Лаки достала снадобья в стеклянных флаконах и начала тщательно отмерять их в большой стакан. Зелья смешивались, меняли цвет, шипели, выпускали дым, что еще сильнее придавало ужаса мрачному действию, происходившему в комнате.
Девушка перемешала жидкость, содержавшую более десяти компонентов, и имевшую, словно кровь, ярко-алый цвет. Как только часы начали отбивать полночь, она подошла к брату и тонкой струйкой стала выливать жидкость на его тело, и та кровавыми ручейками потекла по груди и животу. Стивен тихо застонал, но когда один ручеек достиг самого низа, он широко раскрыл глаза, черные от боли, и попробовал вскочить, но путы крепко держали его. Боль была невыносимой, и мучительное мычание вырвалось из завязанного рта.
Лаки быстро произносила заклинания и низко водила руками над его телом. Из ее пальцев вырывались искры и падали прямо на раны, причиняя еще большую боль. Над пахом брата она выпускала уже настоящие огненные стрелы. Стивен корчился в муках, и Лаки наклонялась, чтобы подуть на нежное место, остужая его дыханием. Она совсем выдохлась, пот градом катился по ее лицу.
Пытки продолжались около получаса, пока не закончилась вся жидкость, а ощущение было таким, что они длились всю ночь. Силы Лаки были на пределе, но она еще полчаса произносила заклинания. И только когда стрелка часов обошла часовой круг, обессиленная девушка рухнула на кровать рядом с братом, потерявшим сознание от боли.
Через некоторое время, Лаки с усилием поднялась и побрела к столику со снадобьями. Открыв один флакон, она отхлебнула прямо из горлышка, вздрогнула от пробежавшей по телу судороги и упала на стул. Посидев несколько минут, она выпила еще несколько зелий и уже намного живее поднялась на ноги. Достав из шкафа чистую простынь, девушка разорвала ее вдоль на две части. Захватив еще одну простынь и бутылку с водой, она подошла к кровати, отвязала Стивена, а затем вынула повязку изо рта и влила в него целебную настойку, погружая брата в глубокий сон. Тщательно протерев все его тело, она надела на него нижнее белье и туго перебинтовала ребра, а затем поменяла простынь в жутких красных разводах, и комната перестала походить на камеру пыток.

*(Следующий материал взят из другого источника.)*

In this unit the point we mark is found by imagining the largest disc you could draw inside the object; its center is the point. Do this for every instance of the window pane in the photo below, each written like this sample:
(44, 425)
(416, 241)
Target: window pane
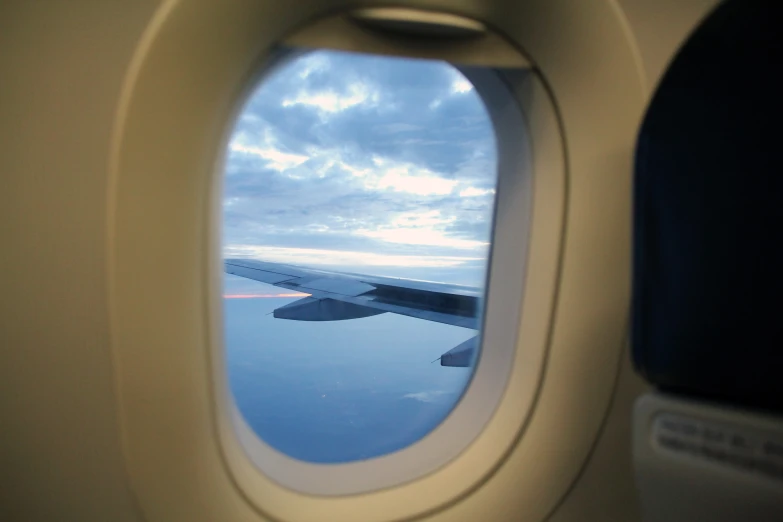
(343, 164)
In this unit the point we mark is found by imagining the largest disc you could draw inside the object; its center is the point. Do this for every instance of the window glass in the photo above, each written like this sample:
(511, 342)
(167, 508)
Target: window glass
(358, 204)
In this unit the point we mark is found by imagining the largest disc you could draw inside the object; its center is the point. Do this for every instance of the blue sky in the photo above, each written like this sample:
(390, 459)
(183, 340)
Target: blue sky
(371, 164)
(366, 164)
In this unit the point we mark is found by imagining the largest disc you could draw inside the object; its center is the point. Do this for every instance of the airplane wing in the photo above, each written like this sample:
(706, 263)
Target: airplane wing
(337, 296)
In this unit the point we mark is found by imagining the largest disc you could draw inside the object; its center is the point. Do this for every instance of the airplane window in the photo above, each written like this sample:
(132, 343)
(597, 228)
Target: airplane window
(357, 222)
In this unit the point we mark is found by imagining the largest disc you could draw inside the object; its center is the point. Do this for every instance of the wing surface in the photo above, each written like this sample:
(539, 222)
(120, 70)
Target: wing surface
(336, 296)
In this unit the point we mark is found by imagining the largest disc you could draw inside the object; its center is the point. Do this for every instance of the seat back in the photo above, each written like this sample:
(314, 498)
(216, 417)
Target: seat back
(707, 327)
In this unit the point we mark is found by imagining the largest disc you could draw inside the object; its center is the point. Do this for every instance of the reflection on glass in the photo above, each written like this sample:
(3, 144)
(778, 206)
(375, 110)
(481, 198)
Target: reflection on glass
(359, 193)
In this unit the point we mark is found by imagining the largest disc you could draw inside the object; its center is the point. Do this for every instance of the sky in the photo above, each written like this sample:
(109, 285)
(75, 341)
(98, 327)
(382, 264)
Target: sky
(366, 164)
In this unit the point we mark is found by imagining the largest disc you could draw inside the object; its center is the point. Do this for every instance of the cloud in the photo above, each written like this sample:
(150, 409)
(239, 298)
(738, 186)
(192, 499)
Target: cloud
(461, 86)
(316, 256)
(403, 177)
(426, 396)
(474, 192)
(276, 159)
(331, 101)
(336, 161)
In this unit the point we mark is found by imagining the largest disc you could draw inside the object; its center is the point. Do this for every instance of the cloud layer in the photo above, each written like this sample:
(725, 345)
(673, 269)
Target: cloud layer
(370, 164)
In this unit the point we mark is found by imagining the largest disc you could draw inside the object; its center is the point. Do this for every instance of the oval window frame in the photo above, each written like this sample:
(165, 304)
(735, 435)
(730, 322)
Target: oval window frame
(502, 308)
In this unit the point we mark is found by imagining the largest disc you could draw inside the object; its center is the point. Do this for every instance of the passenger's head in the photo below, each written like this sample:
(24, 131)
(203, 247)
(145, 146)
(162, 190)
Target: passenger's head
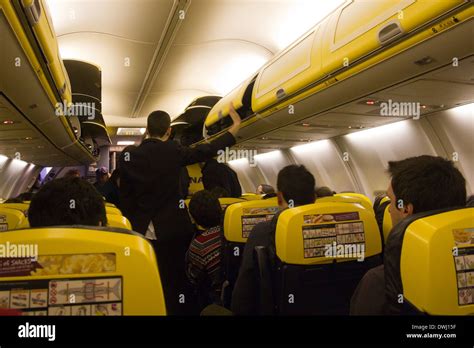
(219, 192)
(67, 201)
(205, 209)
(158, 124)
(295, 186)
(424, 183)
(264, 189)
(102, 175)
(324, 191)
(115, 177)
(73, 173)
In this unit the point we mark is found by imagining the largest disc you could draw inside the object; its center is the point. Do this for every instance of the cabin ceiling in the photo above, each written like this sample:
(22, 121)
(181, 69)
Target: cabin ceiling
(217, 45)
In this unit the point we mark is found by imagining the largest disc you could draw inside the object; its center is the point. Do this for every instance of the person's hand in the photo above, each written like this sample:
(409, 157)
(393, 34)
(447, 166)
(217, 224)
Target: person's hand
(235, 120)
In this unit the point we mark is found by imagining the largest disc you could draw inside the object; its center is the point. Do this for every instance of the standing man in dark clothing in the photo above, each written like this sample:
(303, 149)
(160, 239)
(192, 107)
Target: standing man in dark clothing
(215, 174)
(150, 198)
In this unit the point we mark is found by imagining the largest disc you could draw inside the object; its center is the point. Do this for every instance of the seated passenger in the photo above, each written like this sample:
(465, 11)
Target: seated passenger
(324, 191)
(67, 201)
(101, 175)
(72, 173)
(418, 184)
(203, 259)
(215, 174)
(295, 187)
(264, 189)
(111, 190)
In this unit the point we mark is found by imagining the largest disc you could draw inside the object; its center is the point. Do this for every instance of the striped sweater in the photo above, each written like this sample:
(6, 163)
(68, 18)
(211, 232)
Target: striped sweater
(203, 263)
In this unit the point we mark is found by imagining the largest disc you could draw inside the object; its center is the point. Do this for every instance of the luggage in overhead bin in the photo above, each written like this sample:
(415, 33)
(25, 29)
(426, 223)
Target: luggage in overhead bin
(217, 119)
(358, 35)
(42, 27)
(86, 82)
(187, 127)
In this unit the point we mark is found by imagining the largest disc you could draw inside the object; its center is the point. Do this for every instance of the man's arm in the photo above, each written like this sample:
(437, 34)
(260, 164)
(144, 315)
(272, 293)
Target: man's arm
(203, 152)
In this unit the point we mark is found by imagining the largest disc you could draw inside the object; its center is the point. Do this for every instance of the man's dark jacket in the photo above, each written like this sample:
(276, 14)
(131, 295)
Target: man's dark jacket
(149, 184)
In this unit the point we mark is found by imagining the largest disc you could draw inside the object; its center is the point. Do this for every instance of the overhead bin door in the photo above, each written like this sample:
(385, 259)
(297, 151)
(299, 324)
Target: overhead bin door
(293, 69)
(42, 25)
(360, 27)
(212, 125)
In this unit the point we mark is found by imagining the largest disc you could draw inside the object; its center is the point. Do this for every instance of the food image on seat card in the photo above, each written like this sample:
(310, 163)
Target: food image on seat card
(464, 264)
(253, 216)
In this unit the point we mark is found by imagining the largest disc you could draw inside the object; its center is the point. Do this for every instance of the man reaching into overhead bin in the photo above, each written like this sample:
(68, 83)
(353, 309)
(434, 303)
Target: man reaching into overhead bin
(151, 200)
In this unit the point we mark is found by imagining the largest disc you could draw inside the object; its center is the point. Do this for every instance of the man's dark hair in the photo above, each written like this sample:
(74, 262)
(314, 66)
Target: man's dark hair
(266, 189)
(67, 201)
(324, 191)
(158, 123)
(296, 184)
(205, 209)
(428, 183)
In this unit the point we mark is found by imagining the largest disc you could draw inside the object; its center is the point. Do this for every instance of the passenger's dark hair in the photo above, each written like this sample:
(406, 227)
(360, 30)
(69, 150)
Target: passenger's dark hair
(115, 176)
(205, 209)
(219, 192)
(324, 191)
(428, 183)
(158, 123)
(267, 188)
(67, 201)
(470, 201)
(296, 184)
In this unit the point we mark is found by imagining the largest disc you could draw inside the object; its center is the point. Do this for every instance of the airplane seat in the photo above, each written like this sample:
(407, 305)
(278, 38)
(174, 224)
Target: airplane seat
(119, 221)
(80, 270)
(322, 252)
(430, 260)
(112, 210)
(12, 219)
(251, 196)
(239, 220)
(382, 215)
(226, 201)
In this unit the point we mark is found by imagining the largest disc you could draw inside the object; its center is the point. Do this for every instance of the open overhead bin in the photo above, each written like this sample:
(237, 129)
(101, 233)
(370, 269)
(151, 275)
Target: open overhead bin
(240, 97)
(86, 84)
(187, 127)
(36, 82)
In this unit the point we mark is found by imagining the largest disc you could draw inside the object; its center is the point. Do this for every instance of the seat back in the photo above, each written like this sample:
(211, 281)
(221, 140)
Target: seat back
(239, 220)
(78, 270)
(114, 216)
(437, 263)
(12, 219)
(323, 250)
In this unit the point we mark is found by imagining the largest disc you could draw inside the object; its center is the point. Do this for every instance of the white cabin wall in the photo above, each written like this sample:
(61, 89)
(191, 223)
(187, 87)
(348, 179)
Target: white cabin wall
(455, 130)
(16, 176)
(324, 160)
(439, 134)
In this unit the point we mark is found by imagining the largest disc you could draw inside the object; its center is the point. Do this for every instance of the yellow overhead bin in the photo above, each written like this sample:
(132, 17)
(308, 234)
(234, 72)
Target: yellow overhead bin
(294, 68)
(361, 27)
(41, 24)
(221, 109)
(356, 36)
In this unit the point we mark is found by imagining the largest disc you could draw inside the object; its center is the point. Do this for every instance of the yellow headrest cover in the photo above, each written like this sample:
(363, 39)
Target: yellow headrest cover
(304, 235)
(437, 263)
(240, 218)
(79, 271)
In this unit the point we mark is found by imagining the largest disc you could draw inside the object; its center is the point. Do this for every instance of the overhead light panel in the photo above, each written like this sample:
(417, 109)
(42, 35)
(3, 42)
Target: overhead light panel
(125, 142)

Шепча заклинания, девушка провела ладонями над телом брата, стараясь не касаться его, и четко произнесла последние слова обряда:
— Ты забудешь все прикосновения, в том числе, и мои. И я их забуду.
Спящий Стивен спокойно дышал. Лаки легла рядом с ним и снова заговорила, ласково гладя его по руке.
— Через неделю будешь, как новенький. Иногда очень полезно иметь в сестрах мафарскую колдунью. Все будет хорошо. Мы вернемся с тобой домой, в Дармунд и продолжим учебу. Будем учиться, и учить других. Пожалуйста, дай мне полгода, чтобы убедить тебя в том, что жизнь продолжается. Не ищи смерти, прошу тебя.
Лаки прижалась губами к руке брата и внезапно дернулась, словно от электрического разряда. Она резко поднялась и повернувшись к Стивену, безнадежно произнесла:
— Через полгода твоя Стася будет кричать, что любит тебя и умолять не оставлять ее, но, боюсь, это станет последним, что ты услышишь в своей жизни, братик.
Слезы заблестели в ее прекрасных глазах, слезы от бессилия, что-либо изменить, но уже через мгновение она встряхнула их с ресниц и пообещала:
— Я буду с тобой рядом, брат. И если смерти так угодно — мы вместе посмотрим ей в глаза, а там уже как будет.